Mancavano pochi mesi alla conclusione naturale della legislatura, ma l’occasione era troppo ghiotta. Nessuno dei protagonisti della crisi ha pensato al bene comune. I 5stelle, abbandonati da tutti, cercano di ritrovare quella spinta identitaria che li aveva portati a grandi successi elettorali, senza rendersi conto che continuano a perdere pezzi non solo di deputati, anche di consenso. Sono condannati alla marginalità. Letta dal conto suo, dopo aver tentato in tutti i modi il dialogo con Conte, si ritrova a dover riscrivere una coalizione denominata probabilmente Democratici e Progressisti, in cui dovrebbero entrare Sinistra italiana, Centro Democratico, Socialisti e Verdi e il gruppo di Speranza, in attesa che anche Calenda, col suo gruppo di centro, dia la sua adesione.
Non è per niente semplice. Sono tante le teste con cui ragionare. Chi rischia di restare fuori dai giochi facendo corsa solitaria è anche Renzi. Sono troppi i “nemici” coi quali ha avuto “rapporti” in questi anni e da troppi è ritenuto inaffidabile. Sembra più stabile la coalizione di centrodestra. I numeri le danno ragione. Ma sono proprio i numeri che creano problemi. Due sono i temi all’ordine del giorno: la leadership e la distribuzione delle candidature nei collegi uninominali. Per quanto riguarda la prima, non è facile trovare un accordo su chi andrà a Palazzo Chigi in caso di vittoria, vista la personalità dei contendenti: Berlusconi, Meloni, Salvini. La Meloni intende far valere la regola del voto per assegnare il ruolo di capo coalizione, quindi, dati i sondaggi, ne rivendica il ruolo.
Salvini, visto che nelle ultime elezioni ha usufruito di quel principio, non può che essere d’accordo con la Meloni, covando tuttavia la speranza di recuperare posizioni. Berlusconi invece, scottato dalla precedente esperienza con la Lega, non ritiene che basti un voto in più per governare, soprattutto se la Meloni dovesse apparire un rischio per i moderati e per gli ambenti internazionali.
Anche sulle liste le cose non risultano facili. Mentre Berlusconi e Salvini sono per dare il 33% di candidati ad ogni partito, la Meloni, sempre contando sui sondaggi, ne esigerebbe una fetta ben più abbondante. Sulle candidature nascono tuttavia i problemi per tutte le coalizioni. Si è aperta allegramente una crisi forse dimenticando che il prossimo Parlamento sarà composto solo da 400 deputati e 200 senatori. Molti degli attuali parlamentari non verranno rieletti. Inoltre non si è fatta una nuova legge elettorale e si torna alle urne con le regole del Rosatellum. Solo la Meloni, probabilmente, vedrà aumentare i propri seggi. Per tutti gli altri ci sarà una grossa cura dimagrante.
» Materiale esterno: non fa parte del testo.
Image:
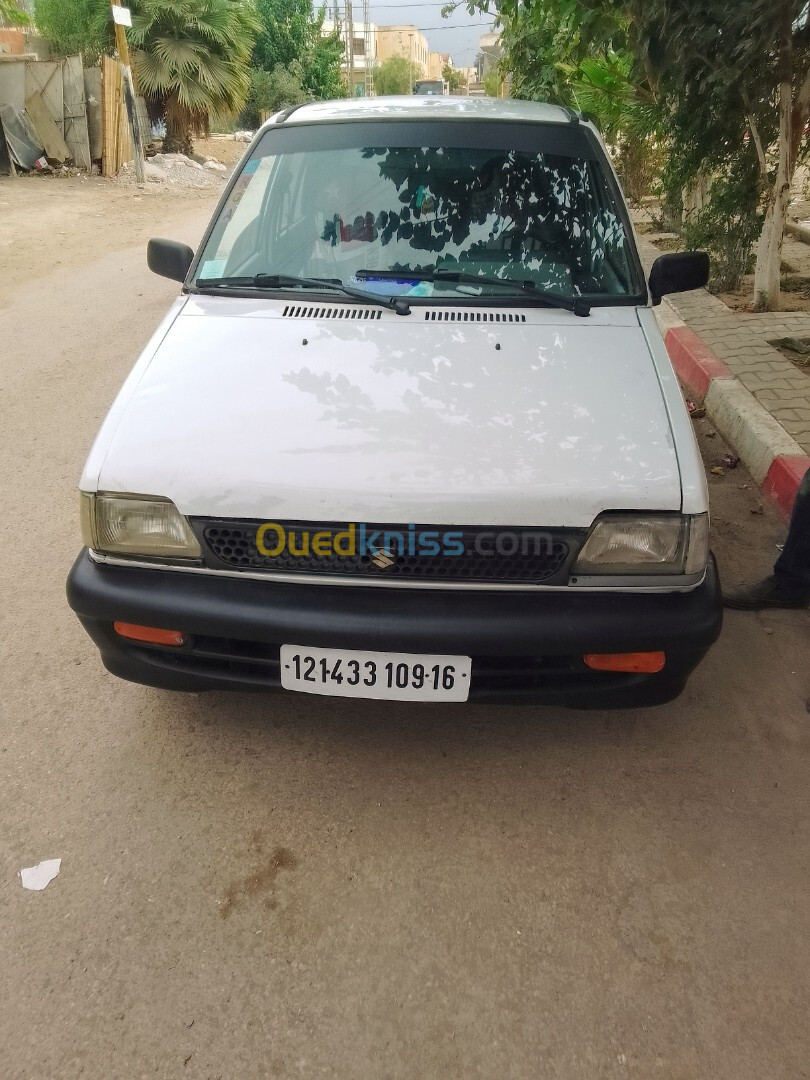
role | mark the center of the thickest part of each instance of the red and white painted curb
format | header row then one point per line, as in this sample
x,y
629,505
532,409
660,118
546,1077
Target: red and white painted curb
x,y
773,458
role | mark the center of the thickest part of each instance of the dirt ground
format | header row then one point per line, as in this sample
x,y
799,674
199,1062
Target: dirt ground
x,y
270,886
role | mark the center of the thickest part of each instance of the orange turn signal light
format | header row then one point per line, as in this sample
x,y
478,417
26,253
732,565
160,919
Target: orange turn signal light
x,y
647,662
150,634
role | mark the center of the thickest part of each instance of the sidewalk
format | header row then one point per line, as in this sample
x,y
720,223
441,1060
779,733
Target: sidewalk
x,y
756,399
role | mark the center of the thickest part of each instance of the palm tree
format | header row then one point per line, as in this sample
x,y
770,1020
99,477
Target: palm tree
x,y
191,58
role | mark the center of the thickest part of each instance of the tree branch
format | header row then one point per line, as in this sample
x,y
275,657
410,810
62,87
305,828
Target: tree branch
x,y
756,137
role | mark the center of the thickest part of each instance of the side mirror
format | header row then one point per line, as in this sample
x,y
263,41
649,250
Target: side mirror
x,y
678,273
169,258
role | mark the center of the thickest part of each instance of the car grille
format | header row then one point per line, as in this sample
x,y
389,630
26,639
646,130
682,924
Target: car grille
x,y
517,555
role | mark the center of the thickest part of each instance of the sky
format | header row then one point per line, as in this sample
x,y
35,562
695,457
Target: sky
x,y
457,35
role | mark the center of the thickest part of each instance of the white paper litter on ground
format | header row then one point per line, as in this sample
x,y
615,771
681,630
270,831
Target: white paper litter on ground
x,y
38,877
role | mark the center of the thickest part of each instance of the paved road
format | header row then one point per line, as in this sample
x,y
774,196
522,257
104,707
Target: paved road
x,y
282,887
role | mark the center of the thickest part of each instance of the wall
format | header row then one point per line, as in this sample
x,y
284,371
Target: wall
x,y
403,40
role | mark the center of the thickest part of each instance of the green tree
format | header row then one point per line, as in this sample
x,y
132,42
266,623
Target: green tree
x,y
191,58
721,84
271,91
11,14
494,83
454,79
737,80
75,26
292,34
395,76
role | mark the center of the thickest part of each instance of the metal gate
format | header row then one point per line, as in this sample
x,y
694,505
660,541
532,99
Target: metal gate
x,y
76,113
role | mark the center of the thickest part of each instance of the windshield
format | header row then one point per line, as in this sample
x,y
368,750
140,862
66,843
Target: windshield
x,y
334,204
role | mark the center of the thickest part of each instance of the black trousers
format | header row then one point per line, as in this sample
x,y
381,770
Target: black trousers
x,y
792,569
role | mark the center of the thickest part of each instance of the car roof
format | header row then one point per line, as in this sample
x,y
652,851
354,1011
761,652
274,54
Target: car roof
x,y
423,107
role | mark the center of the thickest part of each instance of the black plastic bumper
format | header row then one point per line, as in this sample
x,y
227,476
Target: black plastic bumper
x,y
525,646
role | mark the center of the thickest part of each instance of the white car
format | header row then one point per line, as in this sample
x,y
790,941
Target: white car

Per questo la campagna elettorale è iniziata subito con slogan e con poca delicatezza nei confronti degli avversari. Ha iniziato Berlusconi, promettendo mille euro al mese per le pensioni minime e un milione di alberi all’anno. Ma ha anche liquidato Brunetta e la Gelmini con un poco simpatico “riposino in pace”, cui poi è seguito l’infame riferimento da parte della sua fidanzata Marta Fascina sulla statura di Brunetta, segno che l’uscita da Forza Italia del ministro (assieme a quella della Gelmini e della Carfagna) brucia. Naturalmente non sono le uniche dichiarazioni infuocate. La campagna elettorale non è iniziata sotto i migliori auspici.